Linux kernel mirror (for testing) git.kernel.org/pub/scm/linux/kernel/git/torvalds/linux.git
kernel os linux

ubifs: Fix to add refcount once page is set private

MM defined the rule [1] very clearly that once page was set with PG_private
flag, we should increment the refcount in that page, also main flows like
pageout(), migrate_page() will assume there is one additional page
reference count if page_has_private() returns true. Otherwise, we may
get a BUG in page migration:

page:0000000080d05b9d refcount:-1 mapcount:0 mapping:000000005f4d82a8
index:0xe2 pfn:0x14c12
aops:ubifs_file_address_operations [ubifs] ino:8f1 dentry name:"f30e"
flags: 0x1fffff80002405(locked|uptodate|owner_priv_1|private|node=0|
zone=1|lastcpupid=0x1fffff)
page dumped because: VM_BUG_ON_PAGE(page_count(page) != 0)
------------[ cut here ]------------
kernel BUG at include/linux/page_ref.h:184!
invalid opcode: 0000 [#1] SMP
CPU: 3 PID: 38 Comm: kcompactd0 Not tainted 5.15.0-rc5
RIP: 0010:migrate_page_move_mapping+0xac3/0xe70
Call Trace:
ubifs_migrate_page+0x22/0xc0 [ubifs]
move_to_new_page+0xb4/0x600
migrate_pages+0x1523/0x1cc0
compact_zone+0x8c5/0x14b0
kcompactd+0x2bc/0x560
kthread+0x18c/0x1e0
ret_from_fork+0x1f/0x30

Before the time, we should make clean a concept, what does refcount means
in page gotten from grab_cache_page_write_begin(). There are 2 situations:
Situation 1: refcount is 3, page is created by __page_cache_alloc.
TYPE_A - the write process is using this page
TYPE_B - page is assigned to one certain mapping by calling
__add_to_page_cache_locked()
TYPE_C - page is added into pagevec list corresponding current cpu by
calling lru_cache_add()
Situation 2: refcount is 2, page is gotten from the mapping's tree
TYPE_B - page has been assigned to one certain mapping
TYPE_A - the write process is using this page (by calling
page_cache_get_speculative())
Filesystem releases one refcount by calling put_page() in xxx_write_end(),
the released refcount corresponds to TYPE_A (write task is using it). If
there are any processes using a page, page migration process will skip the
page by judging whether expected_page_refs() equals to page refcount.
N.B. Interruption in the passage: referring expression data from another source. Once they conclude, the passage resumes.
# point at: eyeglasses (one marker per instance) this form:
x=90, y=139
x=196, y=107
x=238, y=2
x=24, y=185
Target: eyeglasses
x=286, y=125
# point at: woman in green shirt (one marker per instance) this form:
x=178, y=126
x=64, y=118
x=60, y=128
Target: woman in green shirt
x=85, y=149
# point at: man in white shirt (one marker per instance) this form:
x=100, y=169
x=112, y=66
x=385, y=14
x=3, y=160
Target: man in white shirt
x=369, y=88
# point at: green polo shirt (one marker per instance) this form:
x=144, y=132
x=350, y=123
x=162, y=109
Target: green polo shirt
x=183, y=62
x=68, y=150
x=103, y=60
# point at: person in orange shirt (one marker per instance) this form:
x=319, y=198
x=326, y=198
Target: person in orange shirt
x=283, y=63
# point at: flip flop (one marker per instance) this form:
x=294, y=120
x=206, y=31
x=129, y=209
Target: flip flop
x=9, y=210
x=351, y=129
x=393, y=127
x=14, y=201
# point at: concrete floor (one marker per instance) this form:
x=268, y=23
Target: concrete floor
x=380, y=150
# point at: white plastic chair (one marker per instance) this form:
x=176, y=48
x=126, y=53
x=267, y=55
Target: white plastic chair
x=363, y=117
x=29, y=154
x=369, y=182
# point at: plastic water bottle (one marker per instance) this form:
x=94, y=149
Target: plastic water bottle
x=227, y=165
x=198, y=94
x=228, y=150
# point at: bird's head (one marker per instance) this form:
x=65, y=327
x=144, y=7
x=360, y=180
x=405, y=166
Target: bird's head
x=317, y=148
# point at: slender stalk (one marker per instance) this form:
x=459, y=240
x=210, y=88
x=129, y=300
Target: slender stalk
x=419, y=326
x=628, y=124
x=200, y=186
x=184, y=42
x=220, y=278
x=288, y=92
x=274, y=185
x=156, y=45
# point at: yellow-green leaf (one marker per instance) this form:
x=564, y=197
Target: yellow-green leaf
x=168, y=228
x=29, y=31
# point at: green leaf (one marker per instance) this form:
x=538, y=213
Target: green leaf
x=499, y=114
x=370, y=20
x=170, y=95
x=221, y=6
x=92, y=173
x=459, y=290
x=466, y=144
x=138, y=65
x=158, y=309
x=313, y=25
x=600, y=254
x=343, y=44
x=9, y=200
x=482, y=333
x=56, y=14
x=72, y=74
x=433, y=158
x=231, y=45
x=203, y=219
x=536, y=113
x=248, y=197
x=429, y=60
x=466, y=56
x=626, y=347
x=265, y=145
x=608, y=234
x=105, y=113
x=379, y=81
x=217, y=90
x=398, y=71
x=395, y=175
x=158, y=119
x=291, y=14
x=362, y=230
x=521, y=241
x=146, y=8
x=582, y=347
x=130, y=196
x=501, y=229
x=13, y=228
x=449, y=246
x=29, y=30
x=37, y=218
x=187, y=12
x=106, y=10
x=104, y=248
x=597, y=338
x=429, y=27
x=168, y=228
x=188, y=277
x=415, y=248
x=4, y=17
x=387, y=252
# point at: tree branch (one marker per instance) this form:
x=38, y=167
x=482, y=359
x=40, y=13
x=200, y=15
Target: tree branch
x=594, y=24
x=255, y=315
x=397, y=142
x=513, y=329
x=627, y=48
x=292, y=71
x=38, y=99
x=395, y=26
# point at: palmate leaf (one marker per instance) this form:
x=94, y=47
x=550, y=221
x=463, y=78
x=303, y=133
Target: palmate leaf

The BUG is caused by following process:
PA(cpu 0) kcompactd(cpu 1)
compact_zone
ubifs_write_begin
page_a = grab_cache_page_write_begin
add_to_page_cache_lru
lru_cache_add
pagevec_add // put page into cpu 0's pagevec
(refcnf = 3, for page creation process)
ubifs_write_end
SetPagePrivate(page_a) // doesn't increase page count !
unlock_page(page_a)
put_page(page_a) // refcnt = 2
[...]

PB(cpu 0)
filemap_read
filemap_get_pages
add_to_page_cache_lru
lru_cache_add
__pagevec_lru_add // traverse all pages in cpu 0's pagevec
__pagevec_lru_add_fn
SetPageLRU(page_a)
isolate_migratepages
isolate_migratepages_block
get_page_unless_zero(page_a)
// refcnt = 3
list_add(page_a, from_list)
migrate_pages(from_list)
__unmap_and_move
move_to_new_page
ubifs_migrate_page(page_a)
migrate_page_move_mapping
expected_page_refs get 3
(migration[1] + mapping[1] + private[1])
release_pages
put_page_testzero(page_a) // refcnt = 3
page_ref_freeze // refcnt = 0
page_ref_dec_and_test(0 - 1 = -1)
page_ref_unfreeze
VM_BUG_ON_PAGE(-1 != 0, page)

UBIFS doesn't increase the page refcount after setting private flag, which
leads to page migration task believes the page is not used by any other
processes, so the page is migrated. This causes concurrent accessing on
page refcount between put_page() called by other process(eg. read process
calls lru_cache_add) and page_ref_unfreeze() called by migration task.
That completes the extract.